Considérant ce qui suit :
1. Mme A... est assistante socio-éducative de seconde classe au sein de la commune d'Hayange. Elle est mise à disposition du centre communal d'action sociale (CCAS) et y exerce les fonctions d'assistante sociale. Par un arrêté du 16 juillet 2019, le maire de la commune a infligé à Mme A... la sanction d'exclusion temporaire de fonctions pour une durée de trois mois dont deux mois avec sursis. Mme A... relève appel du jugement du 11 mars 2021 par lequel le tribunal administratif de Strasbourg a rejeté sa demande d'annulation de cette décision.

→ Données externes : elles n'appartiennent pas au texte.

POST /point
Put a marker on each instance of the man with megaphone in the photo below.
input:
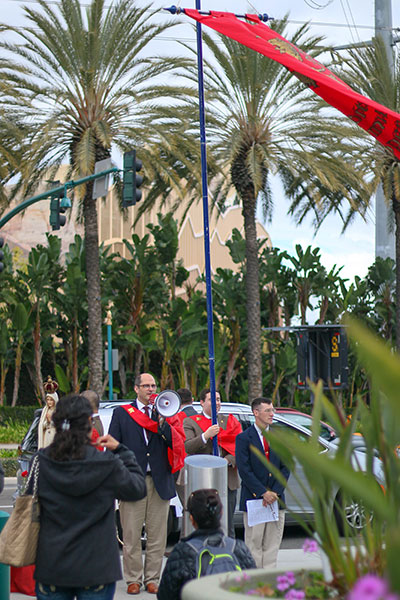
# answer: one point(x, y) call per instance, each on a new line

Sur le bien-fondé du jugement :
En ce qui concerne l'ancienneté des faits :
2. Aux termes de l'article 19 de la loi du 13 juillet 1983 portant droits et obligations des fonctionnaires, dans sa rédaction issue de la loi du 20 avril 2016 relative à la déontologie et aux droits et obligations des fonctionnaires, : " Le pouvoir disciplinaire appartient à l'autorité investie du pouvoir de nomination. / Aucune procédure disciplinaire ne peut être engagée au-delà d'un délai de trois ans à compter du jour où l'administration a eu une connaissance effective de la réalité, de la nature et de l'ampleur des faits passibles de sanction. (...) Passé ce délai (...), les faits en cause ne peuvent plus être invoqués dans le cadre d'une procédure disciplinaire ". Lorsqu'une loi nouvelle institue, sans comporter de disposition spécifique relative à son entrée en vigueur, un délai de prescription d'une action disciplinaire dont l'exercice n'était précédemment enfermé dans aucun délai, le nouveau délai de prescription est immédiatement applicable aux procédures en cours mais ne peut, sauf à revêtir un caractère rétroactif, courir qu'à compter de l'entrée en vigueur de la loi nouvelle.
3. En l'espèce, le maire a informé Mme A... de l'engagement de la procédure disciplinaire par un courrier du 8 mars 2019 dont son conseil a fait état dans un courrier du 3 avril 2019. Or, il résulte de ce qui a été dit ci-dessus que les faits reprochés à Mme A... dans le cadre de la procédure disciplinaire engagée par la saisine du conseil de discipline le 18 avril 2019 pouvaient encore être régulièrement invoqués dans un délai de trois ans à compter de l'entrée en vigueur de l'article 29 de la loi du 20 avril 2016, soit à compter du 22 avril 2016, lendemain de la date de publication de cette loi au Journal officiel, alors même que certains d'entre eux se seraient déroulés antérieurement à l'entrée en vigueur de cette loi. Il suit de là que le moyen tiré de la prescription des faits reprochés à la requérante doit être écarté.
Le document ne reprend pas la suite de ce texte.